Intel’s latest first-quarter outlook has rattled investors, with the chipmaker warning that sales and profits will land below Wall Street expectations as it struggles to supply in-demand data-center chips tied to artificial intelligence workloads.
In Reuters reports dated Jan. 22 and Jan. 23, Intel said demand is rising for its traditional server chips used in AI data centers, but internal supply constraints are limiting how much it can ship—setting up a tougher near-term picture even as the broader AI buildout continues.
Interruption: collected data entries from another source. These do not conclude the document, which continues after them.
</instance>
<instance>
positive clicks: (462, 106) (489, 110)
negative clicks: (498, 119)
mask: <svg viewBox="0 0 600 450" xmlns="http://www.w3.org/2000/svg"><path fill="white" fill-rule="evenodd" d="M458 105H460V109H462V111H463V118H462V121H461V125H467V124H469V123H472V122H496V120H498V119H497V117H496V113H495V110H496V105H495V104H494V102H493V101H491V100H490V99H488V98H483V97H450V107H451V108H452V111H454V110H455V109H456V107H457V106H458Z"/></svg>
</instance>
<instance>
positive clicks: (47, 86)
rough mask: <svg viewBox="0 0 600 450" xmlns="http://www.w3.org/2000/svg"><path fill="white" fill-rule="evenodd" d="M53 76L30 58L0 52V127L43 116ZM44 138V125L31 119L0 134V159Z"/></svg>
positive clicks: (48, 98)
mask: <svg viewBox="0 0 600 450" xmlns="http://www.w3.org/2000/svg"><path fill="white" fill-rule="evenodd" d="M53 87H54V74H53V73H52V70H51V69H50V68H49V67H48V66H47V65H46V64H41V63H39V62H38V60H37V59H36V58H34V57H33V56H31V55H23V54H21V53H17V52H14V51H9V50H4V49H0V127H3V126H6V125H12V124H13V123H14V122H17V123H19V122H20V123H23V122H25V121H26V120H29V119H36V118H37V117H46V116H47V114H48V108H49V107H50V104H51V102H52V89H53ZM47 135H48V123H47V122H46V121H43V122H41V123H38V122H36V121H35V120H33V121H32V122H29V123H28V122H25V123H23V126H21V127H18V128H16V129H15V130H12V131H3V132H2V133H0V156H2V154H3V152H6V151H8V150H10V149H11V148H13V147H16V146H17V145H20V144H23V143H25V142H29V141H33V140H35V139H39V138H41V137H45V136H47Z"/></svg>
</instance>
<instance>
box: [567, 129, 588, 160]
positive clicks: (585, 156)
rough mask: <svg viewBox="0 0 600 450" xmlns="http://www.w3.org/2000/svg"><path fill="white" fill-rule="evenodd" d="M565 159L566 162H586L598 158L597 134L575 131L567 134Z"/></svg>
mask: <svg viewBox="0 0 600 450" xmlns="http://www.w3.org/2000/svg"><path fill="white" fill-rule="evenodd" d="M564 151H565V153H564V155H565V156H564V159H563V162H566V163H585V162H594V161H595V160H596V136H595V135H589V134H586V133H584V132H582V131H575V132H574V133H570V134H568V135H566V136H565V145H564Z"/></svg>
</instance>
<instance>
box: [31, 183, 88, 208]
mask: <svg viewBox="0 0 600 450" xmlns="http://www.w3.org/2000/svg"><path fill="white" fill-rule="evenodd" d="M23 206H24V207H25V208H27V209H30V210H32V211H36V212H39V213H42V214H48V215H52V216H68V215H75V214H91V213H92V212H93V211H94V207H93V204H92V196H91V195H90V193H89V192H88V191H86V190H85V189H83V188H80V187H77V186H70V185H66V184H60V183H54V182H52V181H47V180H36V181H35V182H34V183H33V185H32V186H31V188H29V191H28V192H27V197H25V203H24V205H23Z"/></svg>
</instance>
Weak outlook triggers selloff
Intel forecast first-quarter revenue of $11.7 billion to $12.7 billion, compared with an analyst average estimate of $12.51 billion, according to LSEG data cited by Reuters.
The company also said it expects adjusted earnings per share to break even in the first quarter, versus expectations for an adjusted profit of 5 cents per share.
After Intel released its outlook, its shares fell roughly 5% in extended trading in the Jan. 22 report.
In the Jan. 23 report carried on Yahoo Finance, Intel shares fell 12% in premarket trading, reflecting investor concern that the company could not meet strong AI-driven demand for data-center chips.
If the premarket decline held, it would translate to about $31 billion being wiped from Intel’s market value.
AI demand is up, but supply is tight
Investors have been counting on massive data-center buildouts by large technology companies to lift sales of Intel’s traditional server chips, which are used alongside Nvidia’s market-leading graphics processing units.
But Intel has struggled to match supply to that demand, even while running its factories at full capacity, according to the Jan. 23 report.
Intel Chief Financial Officer David Zinsner said supply availability is expected to be at its lowest in the first quarter and then improve in the second quarter and beyond.
The report said Jefferies analysts also expected Intel’s supply constraints to bottom out in March.
The same report said Oppenheimer’s view was that shortages should begin easing in the second quarter.
Production transition and PC-market risks
Intel is dealing with delays in transitioning its semiconductor production, which has made it harder to ramp output of its data-center processors.
The Jan. 23 report also pointed to a global memory supply shortage, warning that anticipated price increases could weigh on demand in personal computers—Intel’s largest market.
Hopes in that PC segment had been tied to Intel’s new “Panther Lake” PC chips, which were expected to help the company after it lost market share to AMD.
In the Jan. 22 report, Intel also cited industry-wide supply shortages, with Zinsner saying, “We navigated industry-wide supply shortages,” while reiterating expectations that supply would be weakest in Q1 before improving later.
Leadership details differ across reports
The Jan. 22 report described Intel’s turnaround strategy under CEO Pat Gelsinger, saying he had pushed a revival plan focused on cost cuts, streamlined management, and a new product strategy.
However, the Jan. 23 report described Intel’s strategy under CEO Lip-Bu Tan, saying he has emphasized cost reductions and pulling back on large contract manufacturing plans.
The report also said Tan’s comments on a post-earnings call indicated two customers had progressed to evaluating the technical specifications of Intel’s upcoming 14A manufacturing technology.